Avon and Somerset Police boss Colin Port loses court action
A bid by the chief constable of Avon and Somerset Police to block the recruitment of his replacement has been thrown out by a high court judge.
Colin Port said he was "unlawfully induced to retire" by his Police and Crime Commissioner Sue Mountstevens.
It follows his refusal to re-apply for his own job last November.
"I'm extremely sorry that Mr Port's career has ended in such an unsatisfactory way," Mr Justice Edwards-Stuart said.
'Lost on technicality'
Mr Port had asked the High Court to block the interview process for his replacement and to insist on six months' notice before the interview procedure took place.
Refusing permission for a judicial review of the PCC's decision the judge said the interests of the Avon and Somerset force "must come first".
Speaking outside court Mr Port said he had "lost on a technicality" and was considering appealing.
He said: "This was never about me but wider policing."
Ms Mountstevens said she was "delighted" with the decision.
"The judge rejected Mr Port's complaints in law, found that they were not even arguable and dismissed the case," said a spokesperson for the PCC's office.
"We are going ahead with the process to recruit a chief constable and we are holding our interviews this week to appoint the best candidate for Avon and Somerset."

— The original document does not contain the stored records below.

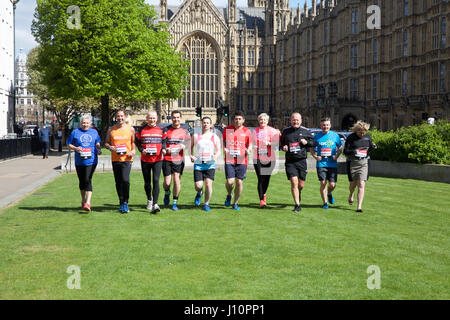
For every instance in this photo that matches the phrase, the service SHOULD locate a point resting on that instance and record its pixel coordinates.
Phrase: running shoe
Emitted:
(86, 207)
(330, 198)
(167, 198)
(228, 201)
(156, 208)
(198, 198)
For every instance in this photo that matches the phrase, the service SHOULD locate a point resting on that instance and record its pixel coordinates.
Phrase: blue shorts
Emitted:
(233, 170)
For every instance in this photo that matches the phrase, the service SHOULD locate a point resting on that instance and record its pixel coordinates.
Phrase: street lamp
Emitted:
(241, 27)
(14, 2)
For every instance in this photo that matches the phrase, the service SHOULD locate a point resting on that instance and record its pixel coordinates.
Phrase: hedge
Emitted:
(420, 144)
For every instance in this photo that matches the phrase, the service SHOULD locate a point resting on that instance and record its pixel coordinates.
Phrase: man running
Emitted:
(295, 141)
(205, 148)
(149, 143)
(236, 144)
(175, 140)
(120, 141)
(328, 147)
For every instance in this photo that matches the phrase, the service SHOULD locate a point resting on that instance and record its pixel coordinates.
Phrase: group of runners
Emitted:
(165, 150)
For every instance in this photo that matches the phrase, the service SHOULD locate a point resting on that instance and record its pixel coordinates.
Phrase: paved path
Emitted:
(21, 176)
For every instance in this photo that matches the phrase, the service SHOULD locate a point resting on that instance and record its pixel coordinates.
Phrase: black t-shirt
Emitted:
(296, 150)
(358, 148)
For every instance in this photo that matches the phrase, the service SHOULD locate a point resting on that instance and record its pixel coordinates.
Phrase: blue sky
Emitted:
(25, 11)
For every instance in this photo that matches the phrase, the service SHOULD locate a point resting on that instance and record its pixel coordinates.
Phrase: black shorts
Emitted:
(200, 175)
(325, 173)
(296, 169)
(170, 167)
(233, 170)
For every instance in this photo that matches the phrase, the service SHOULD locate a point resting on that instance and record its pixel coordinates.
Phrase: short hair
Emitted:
(204, 118)
(264, 115)
(175, 111)
(361, 125)
(239, 114)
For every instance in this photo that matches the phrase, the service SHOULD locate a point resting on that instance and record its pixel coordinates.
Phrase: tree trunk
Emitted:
(105, 117)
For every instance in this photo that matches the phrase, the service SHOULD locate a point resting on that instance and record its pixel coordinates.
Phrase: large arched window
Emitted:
(203, 88)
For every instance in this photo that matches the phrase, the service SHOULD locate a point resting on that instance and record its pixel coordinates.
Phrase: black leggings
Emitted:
(263, 177)
(122, 178)
(85, 174)
(147, 169)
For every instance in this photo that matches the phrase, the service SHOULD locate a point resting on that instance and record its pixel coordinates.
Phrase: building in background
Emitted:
(6, 67)
(319, 60)
(28, 110)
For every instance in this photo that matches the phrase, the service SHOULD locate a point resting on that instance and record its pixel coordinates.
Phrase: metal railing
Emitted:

Earlier on Tuesday the Royal Courts of Justice heard Mr Port felt "humiliated" by his PCC.
Mr Justice Edwards-Stuart was told Mr Port had done "extraordinarily well" as chief constable.
Mr Port's lawyer Mike O'Brien argued the "arbitrary decision" by the PCC should have been scrutinised by Police Crime Panel.

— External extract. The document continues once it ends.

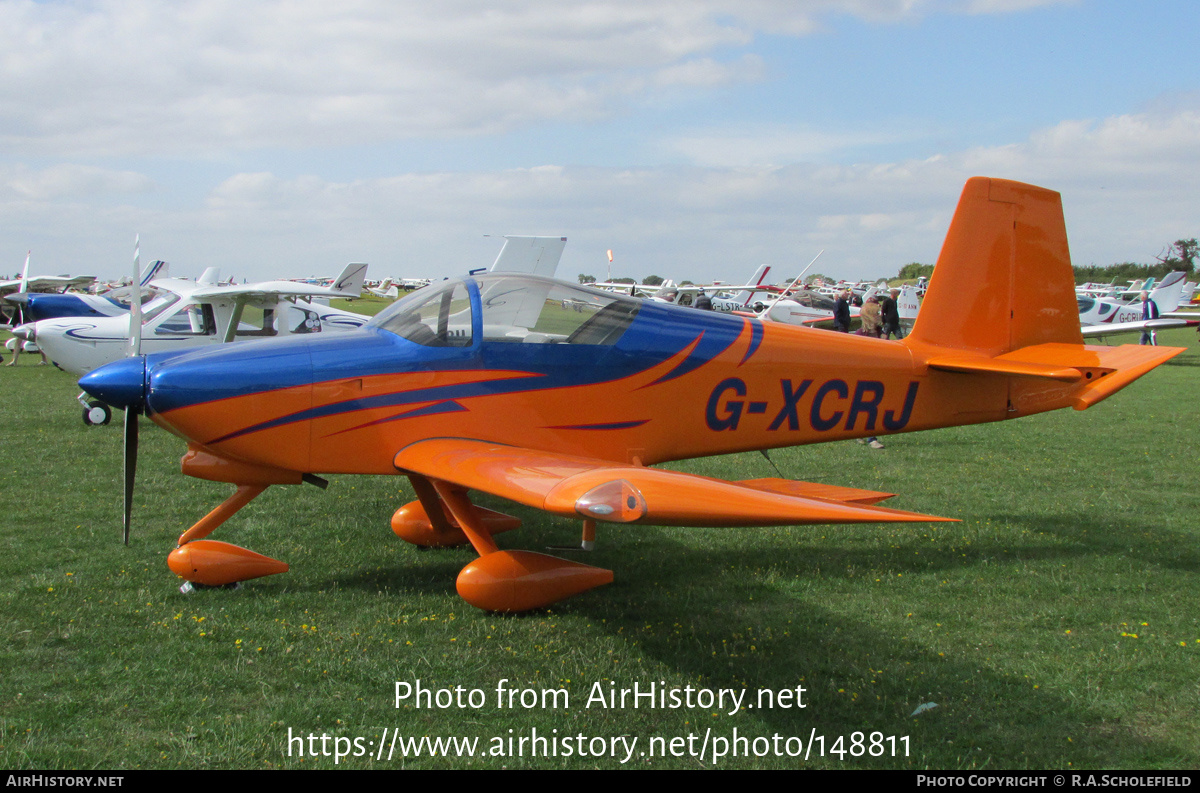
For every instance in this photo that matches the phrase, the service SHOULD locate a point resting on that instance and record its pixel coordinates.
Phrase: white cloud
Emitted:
(71, 181)
(209, 76)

He told the court Mr Port was concerned for the impact of such "arbitrary decisions" on the "wider policing community" and he was entitled to serve out a six-month notice "which he sees as his duty".

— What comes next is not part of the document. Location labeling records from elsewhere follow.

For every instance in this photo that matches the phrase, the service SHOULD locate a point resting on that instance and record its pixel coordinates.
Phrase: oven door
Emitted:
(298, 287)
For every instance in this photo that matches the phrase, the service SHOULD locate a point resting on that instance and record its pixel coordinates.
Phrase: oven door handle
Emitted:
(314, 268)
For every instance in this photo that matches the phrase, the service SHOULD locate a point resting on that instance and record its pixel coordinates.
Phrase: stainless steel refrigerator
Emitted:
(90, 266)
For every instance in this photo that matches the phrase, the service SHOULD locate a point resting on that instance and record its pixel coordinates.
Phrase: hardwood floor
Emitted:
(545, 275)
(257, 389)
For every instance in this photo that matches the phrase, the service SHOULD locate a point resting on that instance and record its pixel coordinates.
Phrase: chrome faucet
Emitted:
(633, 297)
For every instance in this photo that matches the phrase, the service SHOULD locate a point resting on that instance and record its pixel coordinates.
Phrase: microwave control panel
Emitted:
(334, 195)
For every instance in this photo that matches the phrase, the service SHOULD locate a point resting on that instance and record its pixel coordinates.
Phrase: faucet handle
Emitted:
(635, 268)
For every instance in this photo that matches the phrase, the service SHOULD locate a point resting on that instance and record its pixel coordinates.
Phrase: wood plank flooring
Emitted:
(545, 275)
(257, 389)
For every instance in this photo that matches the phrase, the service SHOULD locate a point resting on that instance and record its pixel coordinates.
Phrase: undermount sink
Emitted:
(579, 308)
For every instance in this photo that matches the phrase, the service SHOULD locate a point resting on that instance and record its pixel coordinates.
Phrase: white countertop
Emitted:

Lawyers acting for Ms Mountstevens responded by telling the judge she acted within the law.
They said once the chief constable had told the media he was resigning, in November, she had no choice but to find a replacement and it would be against public interest to disrupt that process.
When Mr Port met Ms Mountstevens on the day she took her oath of impartiality, she told him she wanted to advertise his job so she could appoint a chief constable for her whole three-and-a-half-year term of office.
Mr Port told the commissioner he had "no intention" of re-applying for his own job.
He said he would not seek the renewal of his contract and confirmed he would retire from the police service on 26 January.
Under police regulations a chief constable can be appointed for a fixed term for a maximum of five years.
After the fixed term they can be extended by up to three years but following that extensions can only be for a year at a time.
BBC West Home Affairs correspondent Steve Brodie said he understood Mr Port would be personally covering the cost of the action.